Would a well-established European grower certification program work in the United States? On Saturday, Doug Cole of D.S. Cole Growers in Loudon, N.H. hosted Theo de Groot, director of MPS (Milieu Project Sierteelt), and fellow growers to find out.
The small group meeting included Henry Huntington of Pleasant View Gardens, also in Loudon, Noah Schwartz of Matterhorn Nursery in New York, and incoming University of New Hampshire Greenhouse Extension Specialist Brian Krug.
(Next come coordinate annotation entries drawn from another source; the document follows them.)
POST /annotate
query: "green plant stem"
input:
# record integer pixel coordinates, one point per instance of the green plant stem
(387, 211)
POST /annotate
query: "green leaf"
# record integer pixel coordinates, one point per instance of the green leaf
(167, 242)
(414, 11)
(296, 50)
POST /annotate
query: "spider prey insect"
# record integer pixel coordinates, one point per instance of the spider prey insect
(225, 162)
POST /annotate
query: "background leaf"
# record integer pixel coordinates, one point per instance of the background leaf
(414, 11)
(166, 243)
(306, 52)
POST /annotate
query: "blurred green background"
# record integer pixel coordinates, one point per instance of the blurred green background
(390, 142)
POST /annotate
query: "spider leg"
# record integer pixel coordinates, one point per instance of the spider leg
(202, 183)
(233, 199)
“The goal of the meeting was to learn what alternatives growers have in the recent sustainability and certification trend,” Cole says. “Some buyers are already asking for growers to be certified with Veriflora or other companies. The meeting was designed to learn what growers have for options, before buyers dictate what we need to do. As growers, do we sit back and complain later that we weren’t involved or start investigating now? Even though I’m not a box store grower, I’ve seen how these kinds of things can mushroom.”
Based in Holland, MPS is an international certification organization which owns and develops certificates for horticultural producers. Key crops include floriculture, bulb, nursery stock and vegetables. Environmental issues set up the framework for MPS. Social issues can be addressed as a separate MPS certification. The goal is to assure the public and buyers that certified growers are using best practices, which includes sustainability issues.
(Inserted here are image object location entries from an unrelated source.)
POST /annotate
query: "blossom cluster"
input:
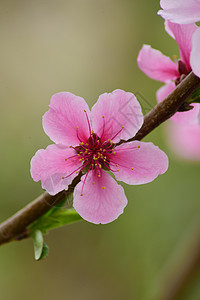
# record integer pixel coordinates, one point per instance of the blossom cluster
(183, 130)
(95, 144)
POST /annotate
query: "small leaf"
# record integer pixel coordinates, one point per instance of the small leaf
(37, 243)
(195, 97)
(45, 251)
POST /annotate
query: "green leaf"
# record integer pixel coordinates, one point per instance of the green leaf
(56, 217)
(37, 243)
(45, 251)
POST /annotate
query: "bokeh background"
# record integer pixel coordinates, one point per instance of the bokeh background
(87, 47)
The nonprofit organization was established by growers more than 10 years ago as an answer to the public’s and media’s inquiries surrounding the horticulture sector’s environmental practices. Today, more than half of the European growers participate in the program, Cole says.
“Growers created MPS to take charge of their environmental responsibilities before the government dictated more regulation,” he explains. “This action showed the public that growers are good stewards of the environment. Another benefit of the process is to create a competitive sales advantage to those growers that are certified.”
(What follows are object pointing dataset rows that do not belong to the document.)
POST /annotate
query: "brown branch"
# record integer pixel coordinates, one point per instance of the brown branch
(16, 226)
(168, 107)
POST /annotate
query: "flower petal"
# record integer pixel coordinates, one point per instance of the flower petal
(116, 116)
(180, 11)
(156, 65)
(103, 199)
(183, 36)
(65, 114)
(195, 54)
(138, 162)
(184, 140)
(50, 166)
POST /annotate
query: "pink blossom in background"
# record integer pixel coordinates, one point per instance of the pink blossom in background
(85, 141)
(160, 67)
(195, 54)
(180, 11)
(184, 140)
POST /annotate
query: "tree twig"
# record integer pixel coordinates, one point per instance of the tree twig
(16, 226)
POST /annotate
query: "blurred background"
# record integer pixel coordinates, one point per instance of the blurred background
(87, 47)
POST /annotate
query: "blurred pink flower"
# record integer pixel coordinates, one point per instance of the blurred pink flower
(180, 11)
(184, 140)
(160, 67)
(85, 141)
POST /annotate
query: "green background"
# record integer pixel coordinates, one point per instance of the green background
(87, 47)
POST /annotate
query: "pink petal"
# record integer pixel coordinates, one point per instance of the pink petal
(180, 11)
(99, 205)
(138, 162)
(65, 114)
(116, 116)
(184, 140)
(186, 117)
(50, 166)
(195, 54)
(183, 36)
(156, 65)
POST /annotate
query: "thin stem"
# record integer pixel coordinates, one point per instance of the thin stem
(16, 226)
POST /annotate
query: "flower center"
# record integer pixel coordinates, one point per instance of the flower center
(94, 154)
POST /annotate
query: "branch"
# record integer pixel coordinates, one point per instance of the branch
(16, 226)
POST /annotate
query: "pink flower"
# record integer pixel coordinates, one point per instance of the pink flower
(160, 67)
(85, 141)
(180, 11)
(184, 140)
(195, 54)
Growers who undergo the environmental audit are rated as A, B, C or D based on a point system. The D level indicates growers who are merely participating in the program. Marketing opportunities are available as growers attain higher levels of certification. A familiar consumer icon is the “Fair Flowers, Fair Plants” label.
The European certification evaluation grid is heavily weighted toward crop protection, which represents 50 points. Remaining criteria include energy for 10 points, fertilizer management for 20 points, waste disposal for 10 points and water management for 10 points. The point system can be tailored to each country’s issues of interest. For instance, in Latin America, social issues are a greater concern. Even within the United States, there may be regional differences with Northern growers consuming more energy for heating.
Cole first met de Groot at the OFA Short Course. “I’ve known about MPS for many years, when European growers explained it to me,” he says. “Two years ago, I didn’t think U.S. growers would have any interest. Now with the new trend toward sustainability, all of a sudden growers are clamoring to get on board with something. All of a sudden there’s interest at the grower level.”
Krug and the group will be reporting its findings to OFA, which will print an article on this topic in an upcoming OFA Bulletin. The group hopes to have the same type of fact-finding meeting with Veriflora and other organizations certifying growers for sustainability.
Cole also is going to begin by having his own operation, D.S. Cole Growers, participate in an MPS audit to see where it stacks up in global certification programs. “I will jump in with MPS and see where we stand,” he says. “Are we terrible or wonderful? We need to do this one-year pilot with a bunch of growers to see where we stand. There really are no U.S. standards for MPS and we need some quantitative analysis. If the standards aren’t attainable, nobody wins.”